Tuesday, November 18, 2014

Globalization is Recovering from a Mild Ailment - the Great Recession



I quote from an article in The Economist:
Globalisation’s advance has never been inevitable or smooth; nor, despite some backward steps since the crash, has it ended. That, at least, is the conclusion of the latest DHL Global Connectedness Index, published earlier this month.* Two economists, Pankaj Ghemawat of New York University’s Stern School and Steven Altman of IESE Business School compiled it using data from 140 countries, which account for 99% of the world’s GDP and 95% of its population. It shows that, after a big post-crisis drop, the trend of growing global interconnection resumed last year. Globalisation is back. 

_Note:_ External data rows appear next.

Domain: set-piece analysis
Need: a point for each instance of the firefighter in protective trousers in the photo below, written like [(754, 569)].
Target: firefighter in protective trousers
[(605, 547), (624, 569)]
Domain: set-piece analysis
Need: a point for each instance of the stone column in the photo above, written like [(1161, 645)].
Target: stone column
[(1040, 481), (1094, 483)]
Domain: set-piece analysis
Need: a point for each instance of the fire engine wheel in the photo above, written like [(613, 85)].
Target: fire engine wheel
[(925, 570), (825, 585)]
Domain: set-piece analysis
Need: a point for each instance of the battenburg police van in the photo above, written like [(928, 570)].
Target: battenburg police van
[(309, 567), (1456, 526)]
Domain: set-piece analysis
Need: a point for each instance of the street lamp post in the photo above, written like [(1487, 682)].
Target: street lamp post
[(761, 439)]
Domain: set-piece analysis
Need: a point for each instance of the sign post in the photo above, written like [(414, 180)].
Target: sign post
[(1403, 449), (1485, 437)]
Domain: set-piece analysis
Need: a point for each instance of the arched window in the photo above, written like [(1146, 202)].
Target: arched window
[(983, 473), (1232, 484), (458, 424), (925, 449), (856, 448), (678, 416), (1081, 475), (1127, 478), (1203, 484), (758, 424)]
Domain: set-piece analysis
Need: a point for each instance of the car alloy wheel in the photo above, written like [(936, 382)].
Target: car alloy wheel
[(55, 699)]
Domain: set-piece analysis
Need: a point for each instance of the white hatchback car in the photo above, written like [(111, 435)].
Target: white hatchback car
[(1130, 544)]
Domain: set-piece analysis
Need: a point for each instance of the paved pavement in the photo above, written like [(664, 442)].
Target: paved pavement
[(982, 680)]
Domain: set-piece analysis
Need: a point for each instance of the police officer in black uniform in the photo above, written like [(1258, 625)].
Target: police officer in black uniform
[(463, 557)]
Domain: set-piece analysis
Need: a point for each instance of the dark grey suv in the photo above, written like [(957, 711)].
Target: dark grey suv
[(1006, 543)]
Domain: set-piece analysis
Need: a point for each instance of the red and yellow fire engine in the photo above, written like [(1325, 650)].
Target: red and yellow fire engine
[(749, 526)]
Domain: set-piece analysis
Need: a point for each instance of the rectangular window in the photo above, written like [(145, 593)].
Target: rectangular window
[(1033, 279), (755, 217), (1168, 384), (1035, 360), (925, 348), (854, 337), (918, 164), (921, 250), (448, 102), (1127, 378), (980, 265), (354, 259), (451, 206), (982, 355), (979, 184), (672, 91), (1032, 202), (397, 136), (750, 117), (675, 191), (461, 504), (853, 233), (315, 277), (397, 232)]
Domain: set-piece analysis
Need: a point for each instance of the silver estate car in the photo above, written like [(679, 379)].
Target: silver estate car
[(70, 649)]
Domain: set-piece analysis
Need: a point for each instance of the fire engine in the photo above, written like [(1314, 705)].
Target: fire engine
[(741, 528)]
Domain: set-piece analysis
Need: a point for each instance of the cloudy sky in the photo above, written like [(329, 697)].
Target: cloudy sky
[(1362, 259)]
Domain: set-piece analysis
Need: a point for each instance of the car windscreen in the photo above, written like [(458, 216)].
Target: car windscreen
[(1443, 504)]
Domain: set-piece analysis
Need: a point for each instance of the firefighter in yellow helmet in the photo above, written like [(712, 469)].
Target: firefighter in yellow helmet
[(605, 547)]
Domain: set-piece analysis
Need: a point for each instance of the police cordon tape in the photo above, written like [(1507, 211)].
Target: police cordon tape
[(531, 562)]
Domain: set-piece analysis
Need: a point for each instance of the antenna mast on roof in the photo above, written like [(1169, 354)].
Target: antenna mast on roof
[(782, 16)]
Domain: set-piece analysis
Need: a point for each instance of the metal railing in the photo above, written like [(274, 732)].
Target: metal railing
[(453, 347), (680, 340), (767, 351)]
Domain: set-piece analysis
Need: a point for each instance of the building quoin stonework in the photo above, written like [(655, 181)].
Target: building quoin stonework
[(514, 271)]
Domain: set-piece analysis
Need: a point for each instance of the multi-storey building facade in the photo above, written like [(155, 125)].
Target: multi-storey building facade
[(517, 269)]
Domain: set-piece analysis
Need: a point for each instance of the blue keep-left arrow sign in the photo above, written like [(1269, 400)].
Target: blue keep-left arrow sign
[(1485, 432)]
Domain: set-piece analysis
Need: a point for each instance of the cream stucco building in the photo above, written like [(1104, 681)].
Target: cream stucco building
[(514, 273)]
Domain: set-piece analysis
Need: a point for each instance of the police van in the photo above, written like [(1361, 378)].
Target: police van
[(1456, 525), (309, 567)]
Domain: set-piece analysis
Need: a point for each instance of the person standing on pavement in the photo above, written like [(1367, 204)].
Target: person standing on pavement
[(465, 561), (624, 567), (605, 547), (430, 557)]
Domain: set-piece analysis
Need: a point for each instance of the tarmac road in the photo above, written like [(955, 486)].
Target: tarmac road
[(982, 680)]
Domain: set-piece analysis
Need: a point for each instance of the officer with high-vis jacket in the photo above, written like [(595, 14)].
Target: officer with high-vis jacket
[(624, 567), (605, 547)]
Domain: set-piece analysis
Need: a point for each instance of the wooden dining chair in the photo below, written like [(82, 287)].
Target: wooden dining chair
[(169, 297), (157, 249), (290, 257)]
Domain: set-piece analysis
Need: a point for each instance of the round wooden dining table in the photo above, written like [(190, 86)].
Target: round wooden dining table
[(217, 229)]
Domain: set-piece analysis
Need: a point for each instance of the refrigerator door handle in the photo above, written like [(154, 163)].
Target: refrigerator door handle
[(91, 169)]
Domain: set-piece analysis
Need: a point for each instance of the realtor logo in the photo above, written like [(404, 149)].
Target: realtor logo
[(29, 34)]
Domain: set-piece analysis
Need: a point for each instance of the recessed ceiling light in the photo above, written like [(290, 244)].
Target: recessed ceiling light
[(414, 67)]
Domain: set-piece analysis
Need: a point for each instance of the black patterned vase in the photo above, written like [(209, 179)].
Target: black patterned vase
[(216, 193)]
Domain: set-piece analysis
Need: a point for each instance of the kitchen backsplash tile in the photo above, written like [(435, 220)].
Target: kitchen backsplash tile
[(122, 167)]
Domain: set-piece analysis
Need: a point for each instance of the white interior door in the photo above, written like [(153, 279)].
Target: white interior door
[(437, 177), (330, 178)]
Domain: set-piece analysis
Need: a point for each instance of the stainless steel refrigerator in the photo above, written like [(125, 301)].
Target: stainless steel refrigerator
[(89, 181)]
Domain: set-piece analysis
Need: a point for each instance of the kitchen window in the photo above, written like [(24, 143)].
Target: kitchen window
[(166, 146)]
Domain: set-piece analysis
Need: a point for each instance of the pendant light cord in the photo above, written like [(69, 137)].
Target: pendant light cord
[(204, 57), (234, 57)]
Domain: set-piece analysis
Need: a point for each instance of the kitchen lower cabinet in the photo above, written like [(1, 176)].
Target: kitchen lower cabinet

There are many definitions of globalisation, and the index uses one that is fairly all-embracing. It encompasses four main types of cross-border flow: trade (in both goods and services), information, people (including tourists, students and migrants) and capital. It tracks not just the depth of international connections (how much activity crosses borders), but also their breadth (how many different borders are being crossed) and their direction (how do outward and inward flows compare).
World War I put an end to the first wave of globalization, that built on imperialism. I don't suppose people really thought that the Great Recession would end the second wave of globalization, which is based on capitalism and new technological infrastructures.